CELA FAIT MAINTENANT quelques semaines que certains joueurs de l'OM ont l'habitude de se faire porter pâle aux entraînements, à l'approche d'un match de Championnat. Le phénomène a pris de l'ampleur jusqu'à vendredi, où Marcelo Bielsa s'est fâché tout rouge.
C'est une vieille ruse de Sioux et c'est exactement ce qui est en train de se passer à Marseille : les anciens maux de dos ou les douleurs aux articulations ont tendance à se réveiller juste après l'opposition du milieu de semaine, celle qui compte pour gagner sa place.

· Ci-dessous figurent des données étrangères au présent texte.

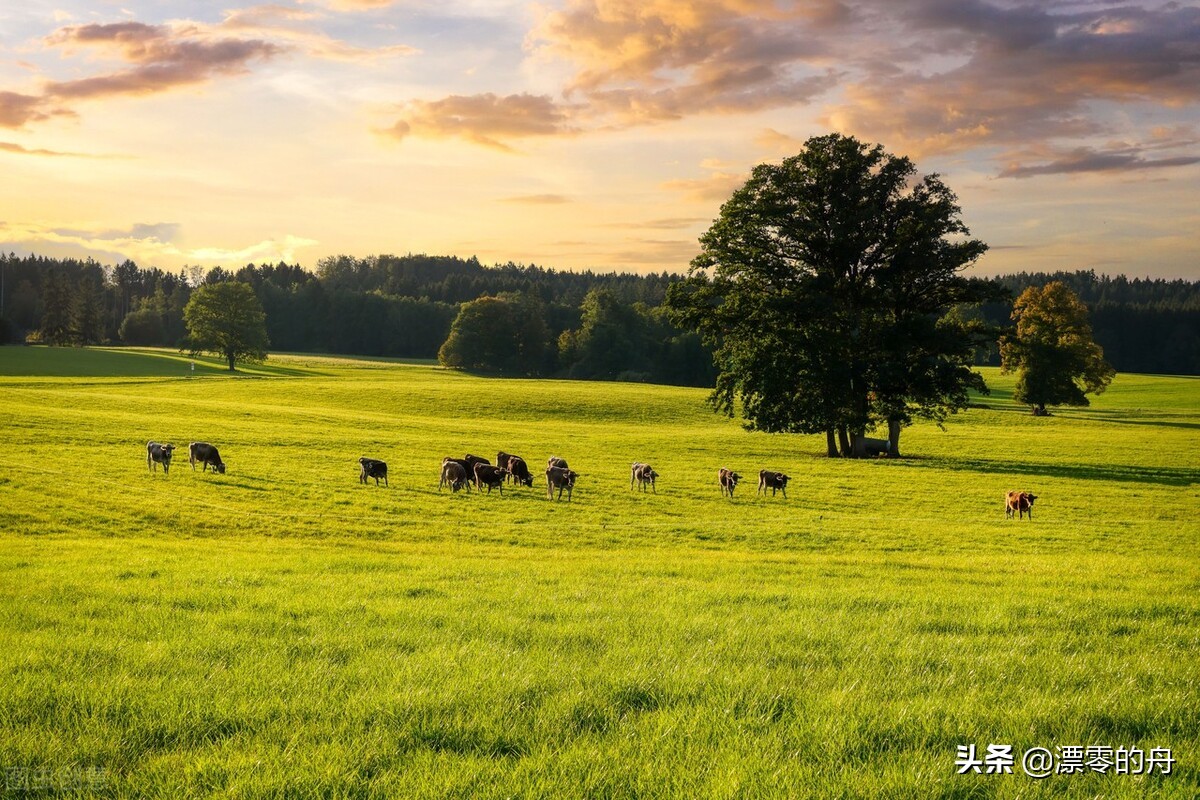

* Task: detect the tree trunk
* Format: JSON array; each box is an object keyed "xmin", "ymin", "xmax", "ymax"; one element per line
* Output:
[
  {"xmin": 888, "ymin": 420, "xmax": 900, "ymax": 458},
  {"xmin": 838, "ymin": 426, "xmax": 854, "ymax": 458}
]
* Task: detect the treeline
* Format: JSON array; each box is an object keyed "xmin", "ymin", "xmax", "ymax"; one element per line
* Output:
[{"xmin": 0, "ymin": 253, "xmax": 1200, "ymax": 386}]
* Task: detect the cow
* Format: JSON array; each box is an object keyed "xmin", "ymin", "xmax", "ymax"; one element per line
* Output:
[
  {"xmin": 462, "ymin": 453, "xmax": 492, "ymax": 477},
  {"xmin": 629, "ymin": 461, "xmax": 659, "ymax": 494},
  {"xmin": 187, "ymin": 441, "xmax": 224, "ymax": 475},
  {"xmin": 475, "ymin": 464, "xmax": 509, "ymax": 495},
  {"xmin": 359, "ymin": 456, "xmax": 391, "ymax": 488},
  {"xmin": 146, "ymin": 441, "xmax": 175, "ymax": 475},
  {"xmin": 509, "ymin": 456, "xmax": 533, "ymax": 486},
  {"xmin": 758, "ymin": 469, "xmax": 792, "ymax": 498},
  {"xmin": 438, "ymin": 458, "xmax": 470, "ymax": 492},
  {"xmin": 546, "ymin": 467, "xmax": 580, "ymax": 503},
  {"xmin": 716, "ymin": 467, "xmax": 742, "ymax": 499},
  {"xmin": 438, "ymin": 456, "xmax": 475, "ymax": 492},
  {"xmin": 1004, "ymin": 492, "xmax": 1038, "ymax": 519}
]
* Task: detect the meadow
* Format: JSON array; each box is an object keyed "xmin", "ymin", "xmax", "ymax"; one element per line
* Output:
[{"xmin": 0, "ymin": 348, "xmax": 1200, "ymax": 798}]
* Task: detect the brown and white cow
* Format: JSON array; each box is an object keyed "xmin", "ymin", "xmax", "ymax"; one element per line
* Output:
[
  {"xmin": 546, "ymin": 467, "xmax": 580, "ymax": 503},
  {"xmin": 716, "ymin": 467, "xmax": 742, "ymax": 498},
  {"xmin": 509, "ymin": 456, "xmax": 533, "ymax": 486},
  {"xmin": 1004, "ymin": 492, "xmax": 1038, "ymax": 519},
  {"xmin": 475, "ymin": 464, "xmax": 509, "ymax": 494},
  {"xmin": 146, "ymin": 441, "xmax": 175, "ymax": 475},
  {"xmin": 758, "ymin": 469, "xmax": 792, "ymax": 498},
  {"xmin": 629, "ymin": 461, "xmax": 659, "ymax": 494},
  {"xmin": 187, "ymin": 441, "xmax": 224, "ymax": 475},
  {"xmin": 359, "ymin": 456, "xmax": 391, "ymax": 488},
  {"xmin": 438, "ymin": 456, "xmax": 475, "ymax": 492},
  {"xmin": 438, "ymin": 458, "xmax": 470, "ymax": 492}
]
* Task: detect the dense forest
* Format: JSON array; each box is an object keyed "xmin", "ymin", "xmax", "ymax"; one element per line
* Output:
[{"xmin": 0, "ymin": 253, "xmax": 1200, "ymax": 386}]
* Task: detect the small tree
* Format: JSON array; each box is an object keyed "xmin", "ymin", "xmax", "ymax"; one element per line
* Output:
[
  {"xmin": 184, "ymin": 281, "xmax": 268, "ymax": 372},
  {"xmin": 1000, "ymin": 281, "xmax": 1116, "ymax": 416},
  {"xmin": 73, "ymin": 275, "xmax": 104, "ymax": 345},
  {"xmin": 40, "ymin": 270, "xmax": 72, "ymax": 344}
]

Des blessures diplomatiques ? C'est un peu l'idée, oui. Vendredi, après sa conférence de presse, où il avait annoncé son onze de départ contre les Verts, le technicien sud-américain a eu la désagréable surprise de constater qu'un seul titulaire potentiel, André Ayew, était sur la pelouse pour l'entraînement du jour, avec des jeunes et des remplaçants, soit moins de dix personnes. Le reste de l'effectif était aux soins.

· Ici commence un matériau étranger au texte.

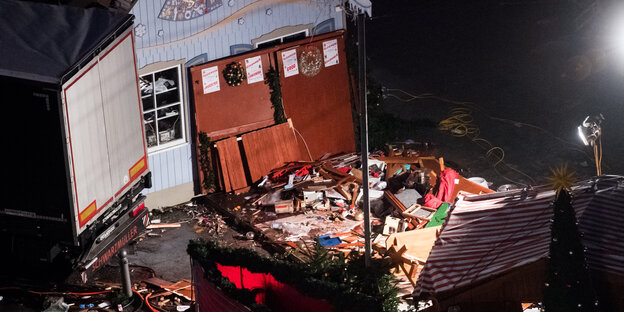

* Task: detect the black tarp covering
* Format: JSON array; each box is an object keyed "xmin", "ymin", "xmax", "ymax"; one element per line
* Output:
[{"xmin": 0, "ymin": 0, "xmax": 132, "ymax": 83}]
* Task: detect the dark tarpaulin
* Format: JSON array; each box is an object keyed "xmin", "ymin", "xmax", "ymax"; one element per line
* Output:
[{"xmin": 0, "ymin": 0, "xmax": 132, "ymax": 83}]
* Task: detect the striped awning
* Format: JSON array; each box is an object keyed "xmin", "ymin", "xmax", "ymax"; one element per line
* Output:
[{"xmin": 415, "ymin": 176, "xmax": 624, "ymax": 294}]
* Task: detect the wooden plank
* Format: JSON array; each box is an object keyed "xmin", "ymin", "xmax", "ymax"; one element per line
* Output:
[
  {"xmin": 242, "ymin": 123, "xmax": 299, "ymax": 181},
  {"xmin": 215, "ymin": 137, "xmax": 247, "ymax": 192}
]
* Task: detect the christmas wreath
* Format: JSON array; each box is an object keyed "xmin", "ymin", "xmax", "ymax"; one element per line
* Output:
[
  {"xmin": 299, "ymin": 46, "xmax": 323, "ymax": 77},
  {"xmin": 223, "ymin": 62, "xmax": 246, "ymax": 87}
]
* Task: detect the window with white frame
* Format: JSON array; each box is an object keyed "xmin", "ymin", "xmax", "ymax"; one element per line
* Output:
[{"xmin": 140, "ymin": 65, "xmax": 186, "ymax": 152}]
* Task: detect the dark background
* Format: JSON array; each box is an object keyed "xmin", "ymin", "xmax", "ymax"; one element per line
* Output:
[{"xmin": 366, "ymin": 0, "xmax": 624, "ymax": 189}]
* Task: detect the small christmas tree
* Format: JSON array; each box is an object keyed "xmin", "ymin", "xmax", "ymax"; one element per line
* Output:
[{"xmin": 544, "ymin": 183, "xmax": 600, "ymax": 312}]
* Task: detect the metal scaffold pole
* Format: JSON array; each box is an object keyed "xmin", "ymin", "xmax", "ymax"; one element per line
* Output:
[{"xmin": 357, "ymin": 12, "xmax": 371, "ymax": 266}]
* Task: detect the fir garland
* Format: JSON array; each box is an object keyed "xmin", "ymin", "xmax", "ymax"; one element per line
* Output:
[
  {"xmin": 299, "ymin": 45, "xmax": 323, "ymax": 77},
  {"xmin": 264, "ymin": 66, "xmax": 286, "ymax": 124},
  {"xmin": 223, "ymin": 62, "xmax": 246, "ymax": 87},
  {"xmin": 187, "ymin": 239, "xmax": 398, "ymax": 311},
  {"xmin": 198, "ymin": 131, "xmax": 215, "ymax": 192}
]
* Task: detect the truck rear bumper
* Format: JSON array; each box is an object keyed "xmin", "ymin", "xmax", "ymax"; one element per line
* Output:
[{"xmin": 75, "ymin": 201, "xmax": 150, "ymax": 283}]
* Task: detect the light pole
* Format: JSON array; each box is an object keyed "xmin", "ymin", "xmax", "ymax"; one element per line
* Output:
[{"xmin": 349, "ymin": 0, "xmax": 372, "ymax": 267}]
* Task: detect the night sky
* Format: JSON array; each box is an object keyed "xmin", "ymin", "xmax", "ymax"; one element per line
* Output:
[{"xmin": 366, "ymin": 0, "xmax": 624, "ymax": 187}]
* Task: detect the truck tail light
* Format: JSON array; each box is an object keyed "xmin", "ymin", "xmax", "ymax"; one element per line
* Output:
[{"xmin": 130, "ymin": 203, "xmax": 145, "ymax": 217}]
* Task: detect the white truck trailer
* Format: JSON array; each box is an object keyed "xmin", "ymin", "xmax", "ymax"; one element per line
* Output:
[{"xmin": 0, "ymin": 0, "xmax": 151, "ymax": 279}]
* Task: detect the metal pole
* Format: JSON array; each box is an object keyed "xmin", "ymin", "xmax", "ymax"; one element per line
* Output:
[
  {"xmin": 357, "ymin": 12, "xmax": 371, "ymax": 267},
  {"xmin": 119, "ymin": 249, "xmax": 132, "ymax": 297}
]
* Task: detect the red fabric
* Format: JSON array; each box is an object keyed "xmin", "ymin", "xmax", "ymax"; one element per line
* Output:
[
  {"xmin": 423, "ymin": 193, "xmax": 442, "ymax": 209},
  {"xmin": 436, "ymin": 169, "xmax": 459, "ymax": 202},
  {"xmin": 217, "ymin": 263, "xmax": 335, "ymax": 312},
  {"xmin": 295, "ymin": 166, "xmax": 312, "ymax": 177},
  {"xmin": 336, "ymin": 167, "xmax": 351, "ymax": 173},
  {"xmin": 193, "ymin": 261, "xmax": 249, "ymax": 312},
  {"xmin": 273, "ymin": 169, "xmax": 286, "ymax": 180}
]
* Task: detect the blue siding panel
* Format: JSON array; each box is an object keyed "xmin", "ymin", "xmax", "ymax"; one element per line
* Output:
[{"xmin": 131, "ymin": 0, "xmax": 343, "ymax": 192}]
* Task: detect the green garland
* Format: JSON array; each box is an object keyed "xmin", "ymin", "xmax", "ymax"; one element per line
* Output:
[
  {"xmin": 187, "ymin": 239, "xmax": 399, "ymax": 311},
  {"xmin": 198, "ymin": 131, "xmax": 215, "ymax": 192},
  {"xmin": 264, "ymin": 66, "xmax": 286, "ymax": 124},
  {"xmin": 223, "ymin": 62, "xmax": 246, "ymax": 87}
]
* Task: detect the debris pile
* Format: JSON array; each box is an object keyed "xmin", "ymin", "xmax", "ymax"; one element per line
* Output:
[{"xmin": 230, "ymin": 143, "xmax": 493, "ymax": 254}]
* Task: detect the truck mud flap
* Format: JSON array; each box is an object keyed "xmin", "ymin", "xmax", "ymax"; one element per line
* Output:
[{"xmin": 72, "ymin": 203, "xmax": 150, "ymax": 283}]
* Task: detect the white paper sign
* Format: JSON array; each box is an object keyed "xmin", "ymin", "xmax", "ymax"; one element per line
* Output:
[
  {"xmin": 323, "ymin": 39, "xmax": 338, "ymax": 67},
  {"xmin": 245, "ymin": 56, "xmax": 264, "ymax": 84},
  {"xmin": 202, "ymin": 66, "xmax": 221, "ymax": 94},
  {"xmin": 282, "ymin": 49, "xmax": 299, "ymax": 77}
]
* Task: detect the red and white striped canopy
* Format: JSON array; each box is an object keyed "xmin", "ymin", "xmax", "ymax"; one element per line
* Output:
[{"xmin": 415, "ymin": 176, "xmax": 624, "ymax": 294}]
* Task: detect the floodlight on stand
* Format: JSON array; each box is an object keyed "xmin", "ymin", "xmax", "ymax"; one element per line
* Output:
[
  {"xmin": 578, "ymin": 114, "xmax": 604, "ymax": 146},
  {"xmin": 578, "ymin": 114, "xmax": 604, "ymax": 176}
]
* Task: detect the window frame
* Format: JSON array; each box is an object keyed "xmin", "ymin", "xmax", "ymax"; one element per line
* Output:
[{"xmin": 139, "ymin": 64, "xmax": 188, "ymax": 154}]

Quand il a vu André-Pierre Gignac sortir pour faire un footing, tout seul dans son coin, Bielsa a explosé contre son préparateur physique, Jan Van Winckel. Il a ordonné au Belge de reconduire l'attaquant marseillais au vestiaire, avant de réunir son staff pour une explication de texte musclée. Mais El Loco ne peut plus rejeter la faute sur ses adjoints ou se voiler la face sur la fracture de plus en plus visible entre lui et son groupe. Qui des joueurs, qui filoutent, ou de l'entraîneur, qui ne remet pas en cause ses méthodes, a raison ? Ce n'est plus le débat. Les deux parties doivent se ressaisir tant qu'il en est encore temps. L'OM, qui se déplace aujourd'hui à Saint-Étienne, a un titre et une qualification en Ligue des champions à aller chercher, à l'heure où il sent désormais le souffle de Monaco dans son dos.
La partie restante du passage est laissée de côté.